When you are discussing possible solutions, buyers use their status quo as the reference point to evaluate the attractiveness of your offer. Any improvement is a gain, and any shortcoming is a loss. Is it really that simple? How are buyers really looking at competitive offers?

Research by Nobel Prize-winning behavioural economist Daniel Kahneman shows that buyers tend to look foremost at risks associated with your proposed improvements and are less focused on the risks associated with not changing. Their mind is more on practical implementation challenges like ramp-up time, operational staff learning new products and services, career risk if the change fails, financial risk if the ROI isn’t achieved, and risk of being exposed for not doing their job properly.

In other words, although your proposed solution sounds attractive,

  1. Their focus is not so much on what they would gain
  2. Instead, their thoughts are more on the risk of changing.
  3. And not at all on the shortcomings associated with remaining their status quo

This is an important insight for us salespeople.

  1. Besides selling the upside of change
  2. We should also focus on how we will help and make the implementation easy for the buyer.
  3. And, our biggest emphasis should be on highlighting the downside of sticking with the status quo.

AMPLIFYING THE “COST OF INACTION”

To put this in business terms, sales execs need to convince buyers that sticking with the status quo comes with a cost; the cost of inaction. If that cost of not changing is bigger than making a change, buyers would probably give other solutions a lot more consideration. You can achieve that by drawing their attention to the negative consequences of the costs, risks, missed opportunities, and consequences of their current situation that they may not yet be aware of or have so far failed to give the proper attention to.

For this, you need to have good knowledge of the buyer’s situation. A Sales Enablement tool helps you to know more about their situation, so you are well prepared. Show you have the business acumen to understand their vision and strategy of what they are trying to achieve.  But it is not about you, it is about the Buyer and their situation; Lead with insights about the way they have set things up with existing suppliers.
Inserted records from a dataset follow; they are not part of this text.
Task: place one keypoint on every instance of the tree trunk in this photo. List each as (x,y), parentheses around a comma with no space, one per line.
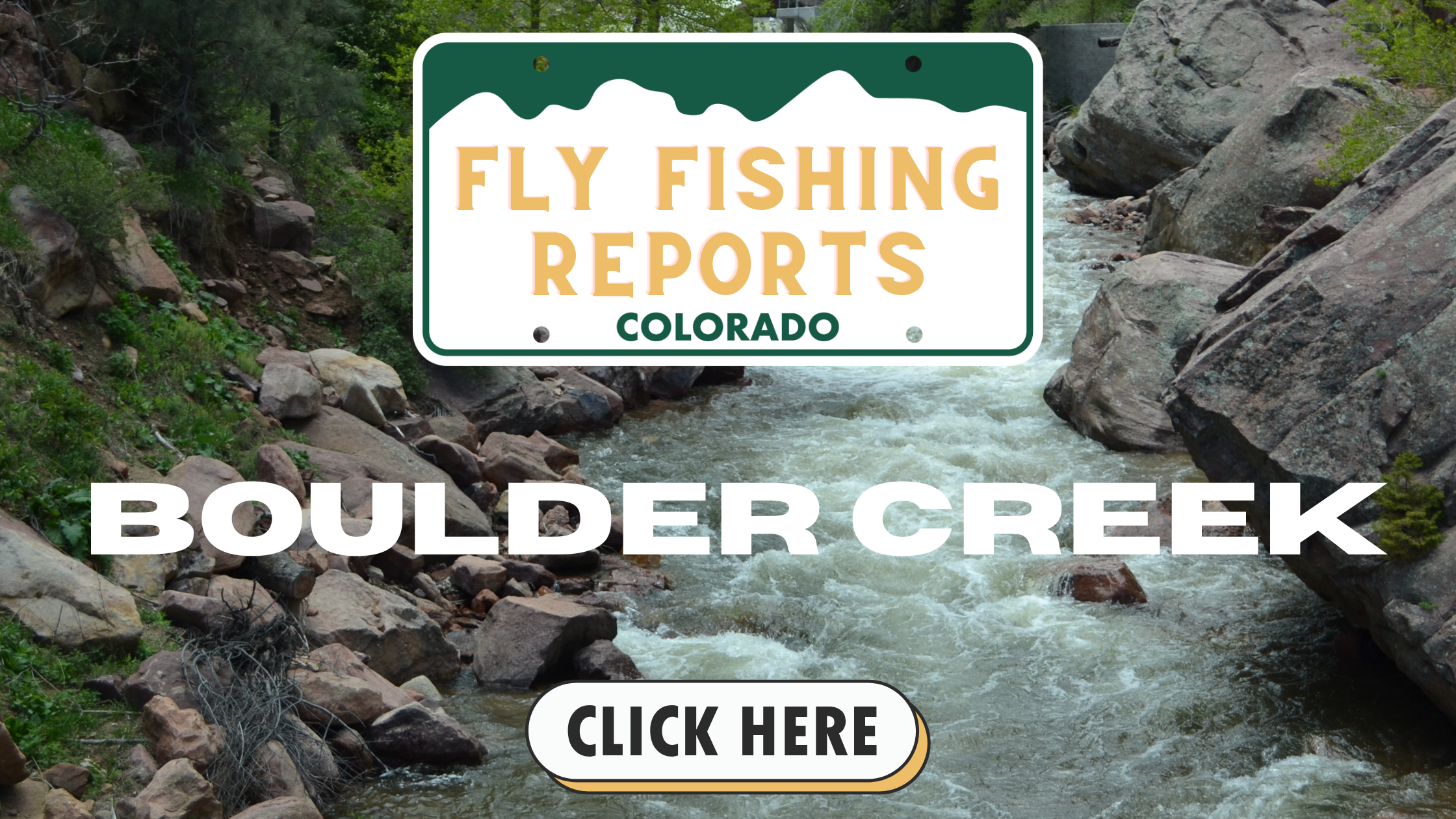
(280,575)
(276,130)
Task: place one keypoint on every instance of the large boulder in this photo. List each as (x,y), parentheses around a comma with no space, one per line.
(1187,72)
(171,675)
(347,450)
(1332,356)
(281,808)
(1126,350)
(628,382)
(60,279)
(530,640)
(177,792)
(513,460)
(513,400)
(284,225)
(420,735)
(200,477)
(401,640)
(369,388)
(1334,352)
(58,598)
(289,393)
(179,733)
(1271,159)
(142,270)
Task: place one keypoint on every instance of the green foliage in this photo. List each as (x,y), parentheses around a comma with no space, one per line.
(47,707)
(1409,47)
(50,433)
(1410,510)
(223,70)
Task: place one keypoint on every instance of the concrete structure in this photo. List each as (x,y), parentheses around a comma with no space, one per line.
(1075,58)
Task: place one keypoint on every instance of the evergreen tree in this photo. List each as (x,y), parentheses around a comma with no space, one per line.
(1410,510)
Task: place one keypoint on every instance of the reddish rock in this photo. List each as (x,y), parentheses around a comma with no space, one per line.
(1095,580)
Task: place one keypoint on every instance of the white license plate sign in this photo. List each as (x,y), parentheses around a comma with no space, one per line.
(727,199)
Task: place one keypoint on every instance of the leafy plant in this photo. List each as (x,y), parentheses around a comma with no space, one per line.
(1410,46)
(1410,510)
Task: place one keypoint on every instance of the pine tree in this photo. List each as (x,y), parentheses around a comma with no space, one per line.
(1410,510)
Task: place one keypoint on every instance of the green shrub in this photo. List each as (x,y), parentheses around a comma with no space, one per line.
(1410,49)
(1410,510)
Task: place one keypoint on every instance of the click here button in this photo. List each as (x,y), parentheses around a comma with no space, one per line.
(710,736)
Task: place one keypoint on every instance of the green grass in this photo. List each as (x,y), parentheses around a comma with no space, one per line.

Is that situation ideal to achieve what they are trying to achieve? Or, do the capabilities (or non-capabilities)  of chosen suppliers restrict them in implementing their strategy? Now you are changing the buyer’s status quo perspective.

Your insights are reducing the buyer’s status quo baseline to a level where they start to rethink if their current supplier is indeed the right choice going forward.

WE ARE NOT THE SAME

That is the moment where you use your skills to demonstrate that the buyer is not talking to a company that offers the same products, services, and solutions as their current supplier, although they initially thought so. According to a McKinsey analysis, buyers’ interest in talking to sales reps goes up the moment different specifications or completely new products or services are on the table. You need to make that gap of the reduced status quo baseline and as big as possible.

McKinsey buyers speak to sales reps

Through your facilitation on what not changing means to their business, the cost of inaction becomes clearer to the buyer and is more motivated to keep you longer at their table.